THE MEET-UP: A Ceres Encounter

The following is an imaginary voyage to the dwarf planet Ceres by an astronaut and his robonaut partner. The meet-up described may, in the future, be a real event, and one which we should expect with both curiosity and delight. We hope you will follow along here and enjoy the meet-up.

At a sustained speed of 75km/s (167,770.2 mph), it had taken my partner and I 35.4 Earth days (See Note 1) to reach the dwarf planet Ceres. Well before we descended onto the planet we knew someone else had already been there. At the time of that discovery, we did not yet know if they were still there. We also did not know if they were live or robotic or both. Since my partner was a robonaut named Carl, he was especially interested in who or what may still be on Ceres. We knew this much because we had detected both an orbiting spacecraft as well as  a lander-craft on the surface of Ceres. We also knew this planetary body could support a visit by a lander based upon an earlier flyby survey of Ceres by  the NASA spacecraft Dawn in 2015.
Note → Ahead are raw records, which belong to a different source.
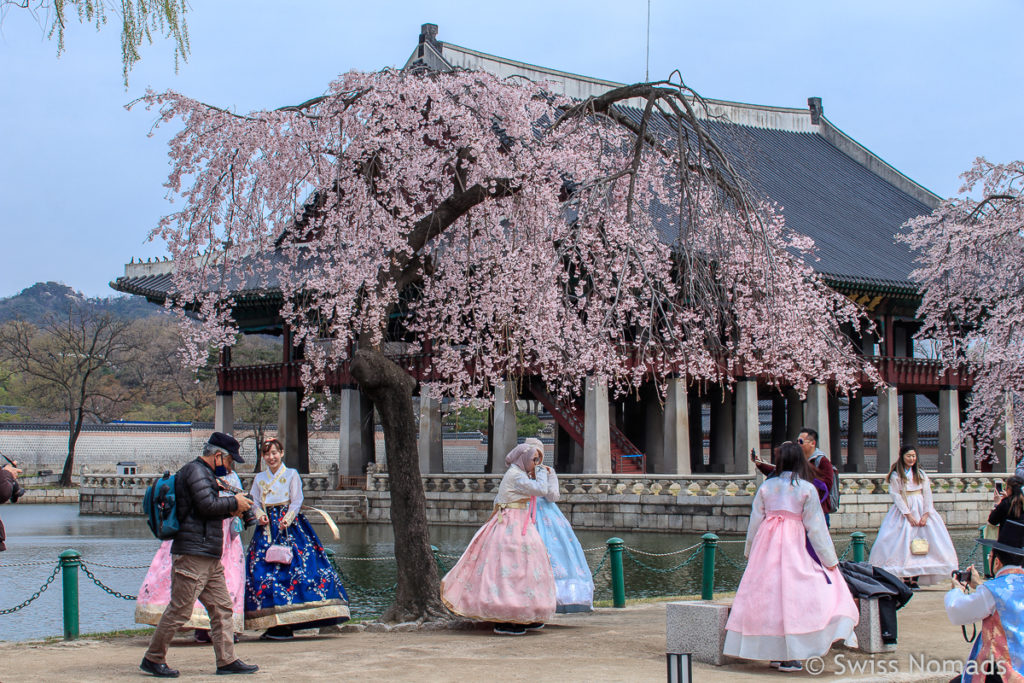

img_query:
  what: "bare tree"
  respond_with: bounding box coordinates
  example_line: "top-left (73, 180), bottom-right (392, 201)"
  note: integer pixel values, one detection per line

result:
top-left (0, 305), bottom-right (138, 484)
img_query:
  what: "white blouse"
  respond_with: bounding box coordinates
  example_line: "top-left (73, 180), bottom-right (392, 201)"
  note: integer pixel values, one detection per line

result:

Our spacecraft was a brilliant blend of the Apollo and Orion concepts that included an exploratory lander and rover. It also was designed to work independently of our presence so that both Carl and I could descend to Cere’s surface and conduct our exploration. The spacecraft’s VASIMR style propulsion system is what enabled us to sustain that 75km/s speed. This was the first human spaceflight mission of this distance that used a new spacecraft design with a new and powerful propulsion system.

We set up our spacecraft into its automatic parking orbit and boarded the lander for our trip to Ceres. We also had our rover along. The approach and landing were uneventful and Ceres’ surface was moon-like but less battered than the Moon or Mars.  At its warmest, Ceres boasts a temperature of -35 degrees Centigrade. There was a hint of an atmosphere and gravity, but neither were such that we could abandon our protective space suits. Similarly travel in the rover had to be very slow and cautious else we could probably bounce right off Ceres’ surface.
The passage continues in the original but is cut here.